I'm glad YOU said it


----------



## esoteric (Dec 10, 2005)

coming from you i don't know if it is an insult or legit... LOL


----------



## el_duderino (Aug 1, 2005)

esoteric said:


> coming from you i don't know if it is an insult or legit... LOL


I don't insult people (in all seriousness, show me one time that I've insulted a person) but I do criticize companies and products - and installations.

I don't find a stick of butter hanging under a rear deck to be particularly compelling or innovative... but apparently some do:

http://forums.bimmerforums.com/forum/showthread.php?t=619571


----------



## esoteric (Dec 10, 2005)

C'mon el duerino, I was almost for sure they were going to use some changer brackets to mount the copied box... because they (ED) own's the tooling i am sure. you know I see a BMW owner heading for a mockery...pulls up in shiney BMW, opens trunk and it says "E D" on a rhino lined box. brings to mind Viagra!
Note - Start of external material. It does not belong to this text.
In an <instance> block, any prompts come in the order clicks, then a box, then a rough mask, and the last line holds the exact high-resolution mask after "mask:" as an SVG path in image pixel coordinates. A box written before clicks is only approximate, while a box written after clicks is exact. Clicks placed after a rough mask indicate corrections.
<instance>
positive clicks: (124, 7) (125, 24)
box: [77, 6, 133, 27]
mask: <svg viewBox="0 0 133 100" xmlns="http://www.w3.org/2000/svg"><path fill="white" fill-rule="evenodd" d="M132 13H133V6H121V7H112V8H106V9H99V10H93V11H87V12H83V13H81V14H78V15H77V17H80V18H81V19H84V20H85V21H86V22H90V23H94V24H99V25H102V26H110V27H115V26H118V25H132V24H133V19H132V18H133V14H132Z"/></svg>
Look BSW and ED both have a sealed enclosure strapped to the bottom of the rear package tray, both are hideous with the rhino liner, but after reading the link I have one statement and observation, out of all the BMW owners, subwoofer enclosure designs, and to make a product that would be superior than the other company, I would spend the extra 10 pennies and add some material to blend it... this is where i think ED is deceiving people. there is no way that one person would want the same ugly box, in the same ugly cover material, to hang in the same spot.... period. so i would say he is trying to fluff his company, which looks smaller than my "current" shop (more later on that) and continue to whore sub par junk out with added fluff statements.

ED is basic run of the mill junk, and i gauge it right there with power acoustik, boss, legacy, american bass.... all that offshore, off the shelf, junk.... oh wait,let me buy a piece of tool and say it is something that it is not...
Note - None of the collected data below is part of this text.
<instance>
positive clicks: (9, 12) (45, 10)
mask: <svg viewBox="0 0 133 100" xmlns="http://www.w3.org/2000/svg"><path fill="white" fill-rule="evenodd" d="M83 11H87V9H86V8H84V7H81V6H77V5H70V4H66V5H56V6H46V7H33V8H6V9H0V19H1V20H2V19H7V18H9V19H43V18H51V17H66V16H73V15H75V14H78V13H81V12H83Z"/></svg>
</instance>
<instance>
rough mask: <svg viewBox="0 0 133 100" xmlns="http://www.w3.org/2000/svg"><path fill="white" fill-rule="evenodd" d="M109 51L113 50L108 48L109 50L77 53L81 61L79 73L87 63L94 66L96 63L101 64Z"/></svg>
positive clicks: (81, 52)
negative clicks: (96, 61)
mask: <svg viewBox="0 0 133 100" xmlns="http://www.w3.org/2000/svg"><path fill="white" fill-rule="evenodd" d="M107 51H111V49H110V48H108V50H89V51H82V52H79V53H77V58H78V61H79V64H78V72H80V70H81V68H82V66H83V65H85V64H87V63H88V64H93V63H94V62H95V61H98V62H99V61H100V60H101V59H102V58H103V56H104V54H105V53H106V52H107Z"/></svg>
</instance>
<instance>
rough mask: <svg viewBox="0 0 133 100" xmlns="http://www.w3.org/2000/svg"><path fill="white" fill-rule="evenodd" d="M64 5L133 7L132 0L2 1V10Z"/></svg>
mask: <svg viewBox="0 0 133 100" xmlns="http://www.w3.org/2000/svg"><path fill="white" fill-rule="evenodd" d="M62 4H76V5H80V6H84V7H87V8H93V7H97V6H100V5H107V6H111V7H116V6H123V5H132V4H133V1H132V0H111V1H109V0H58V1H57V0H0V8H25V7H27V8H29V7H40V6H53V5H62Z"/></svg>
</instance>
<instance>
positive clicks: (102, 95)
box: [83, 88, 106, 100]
I am done, but i would try suing if i wa a major company and had some foo c'mon and say his is better... or have some puppet do it...


----------



## hulklg (Sep 22, 2006)

*Update*

Hello Esoteric,

Probably going with Focal 100KP's in the front doors and tweets, 8" Earthquake SWS under the two front seats all powered by an Audison VR4.300. An 12" IDMAX powered by a Zapco 750.2 in a custom box for the rear. Either a batcap or Alumapro 50 farad cap and complete dynamat for the entire car. Will interface through the DQL-8 you suggested.

Also, probably opting to out of the strut grilles and do the AC Schnitzer exhaust with rear lip/apron only. Have you guys done any of those? How does that exhaust note sound if you have?

Thanks


----------